Tensione e violenza a Pescara dopo la retrocessione in Serie C della squadra biancazzurra, al termine della gara disputata contro lo Spezia. La serata di contestazione si è conclusa con due arresti in flagranza eseguiti dalla polizia: si tratta di due tifosi, accusati tra l’altro di resistenza a pubblico ufficiale.

Secondo le prime stime, sarebbero state oltre 500 le persone coinvolte nei disordini esplosi subito dopo il fischio finale della partita, in un clima di forte esasperazione per la retrocessione della squadra. La protesta è rapidamente degenerata in scontri con le forze dell’ordine presenti sul posto.

Il bilancio degli incidenti è di una decina di agenti rimasti feriti, colpiti durante le fasi più concitate della contestazione. Le tensioni si sono verificate nonostante l’imponente dispositivo di sicurezza predisposto per l’incontro, che aveva visto la presenza congiunta di polizia, carabinieri e Guardia di Finanza, rafforzati da reparti di supporto arrivati da altre città.

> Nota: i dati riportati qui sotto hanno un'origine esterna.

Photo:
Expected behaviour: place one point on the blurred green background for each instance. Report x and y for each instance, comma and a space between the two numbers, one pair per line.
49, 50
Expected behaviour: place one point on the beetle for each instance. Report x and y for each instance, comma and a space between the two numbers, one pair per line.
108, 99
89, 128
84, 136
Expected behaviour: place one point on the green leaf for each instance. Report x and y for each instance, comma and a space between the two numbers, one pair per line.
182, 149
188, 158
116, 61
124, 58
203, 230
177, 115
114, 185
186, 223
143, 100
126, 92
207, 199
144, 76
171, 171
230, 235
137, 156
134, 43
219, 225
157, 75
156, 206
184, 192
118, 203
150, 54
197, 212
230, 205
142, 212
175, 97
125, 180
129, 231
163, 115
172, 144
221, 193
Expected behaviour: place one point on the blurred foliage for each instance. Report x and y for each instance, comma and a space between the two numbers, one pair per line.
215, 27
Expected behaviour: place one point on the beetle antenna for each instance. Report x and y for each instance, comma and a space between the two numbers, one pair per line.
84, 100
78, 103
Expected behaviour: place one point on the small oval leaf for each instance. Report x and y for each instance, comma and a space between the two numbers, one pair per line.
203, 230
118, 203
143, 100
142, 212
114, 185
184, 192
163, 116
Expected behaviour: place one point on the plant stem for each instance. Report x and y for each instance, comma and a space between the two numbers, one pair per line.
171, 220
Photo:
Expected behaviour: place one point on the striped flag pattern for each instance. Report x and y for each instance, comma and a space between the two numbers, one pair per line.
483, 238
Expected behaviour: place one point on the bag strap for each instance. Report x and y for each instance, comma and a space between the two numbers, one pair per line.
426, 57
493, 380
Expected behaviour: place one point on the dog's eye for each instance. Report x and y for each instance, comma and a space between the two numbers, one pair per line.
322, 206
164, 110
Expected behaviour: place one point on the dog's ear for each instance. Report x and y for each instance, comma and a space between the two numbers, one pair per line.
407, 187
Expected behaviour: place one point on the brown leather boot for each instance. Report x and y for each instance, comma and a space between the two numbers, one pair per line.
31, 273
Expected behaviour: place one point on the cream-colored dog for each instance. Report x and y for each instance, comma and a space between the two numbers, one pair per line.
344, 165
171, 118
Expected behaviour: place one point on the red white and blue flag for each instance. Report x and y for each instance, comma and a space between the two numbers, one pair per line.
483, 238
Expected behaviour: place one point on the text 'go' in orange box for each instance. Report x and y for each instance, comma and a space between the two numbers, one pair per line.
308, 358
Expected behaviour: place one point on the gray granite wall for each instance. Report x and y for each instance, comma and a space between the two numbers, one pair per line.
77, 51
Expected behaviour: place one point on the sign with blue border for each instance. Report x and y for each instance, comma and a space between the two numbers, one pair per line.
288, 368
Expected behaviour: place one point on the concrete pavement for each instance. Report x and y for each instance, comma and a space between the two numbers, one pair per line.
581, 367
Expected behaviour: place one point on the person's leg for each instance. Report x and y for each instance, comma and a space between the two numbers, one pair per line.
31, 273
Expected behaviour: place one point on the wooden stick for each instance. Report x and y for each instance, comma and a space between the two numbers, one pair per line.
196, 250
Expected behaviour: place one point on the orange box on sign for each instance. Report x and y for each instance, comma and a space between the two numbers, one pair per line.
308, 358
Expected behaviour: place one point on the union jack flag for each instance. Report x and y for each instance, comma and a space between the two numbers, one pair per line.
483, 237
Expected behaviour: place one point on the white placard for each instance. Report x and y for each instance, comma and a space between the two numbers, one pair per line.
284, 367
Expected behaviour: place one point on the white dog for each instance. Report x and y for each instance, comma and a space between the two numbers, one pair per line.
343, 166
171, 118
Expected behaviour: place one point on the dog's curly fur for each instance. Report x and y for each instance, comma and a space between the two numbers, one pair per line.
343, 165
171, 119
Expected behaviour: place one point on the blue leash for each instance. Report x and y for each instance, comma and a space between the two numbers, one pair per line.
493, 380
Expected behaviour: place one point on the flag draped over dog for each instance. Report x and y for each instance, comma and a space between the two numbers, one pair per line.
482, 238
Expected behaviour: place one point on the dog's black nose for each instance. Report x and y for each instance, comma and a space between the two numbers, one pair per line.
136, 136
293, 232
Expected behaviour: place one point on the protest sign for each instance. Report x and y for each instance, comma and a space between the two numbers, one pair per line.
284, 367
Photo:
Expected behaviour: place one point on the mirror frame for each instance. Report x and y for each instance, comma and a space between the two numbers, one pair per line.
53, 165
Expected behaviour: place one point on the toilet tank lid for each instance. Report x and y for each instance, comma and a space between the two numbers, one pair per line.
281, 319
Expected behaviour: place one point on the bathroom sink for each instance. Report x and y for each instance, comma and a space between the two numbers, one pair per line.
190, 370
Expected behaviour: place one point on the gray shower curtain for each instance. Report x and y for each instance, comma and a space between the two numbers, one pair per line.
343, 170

Le forze dell’ordine sono intervenute per disperdere i gruppi più violenti e riportare la situazione alla calma, mentre nel frattempo sono scattati i primi provvedimenti nei confronti dei responsabili. Le due persone arrestate sono state bloccate in flagranza durante gli scontri.

Sul fronte investigativo proseguono le attività della Digos di Pescara, impegnata nella ricostruzione dettagliata della dinamica dei disordini e nell’identificazione di eventuali altri responsabili coinvolti nella violenta protesta. Gli inquirenti stanno analizzando anche le immagini delle telecamere di sorveglianza e i filmati realizzati durante gli scontri per risalire ai protagonisti delle aggressioni.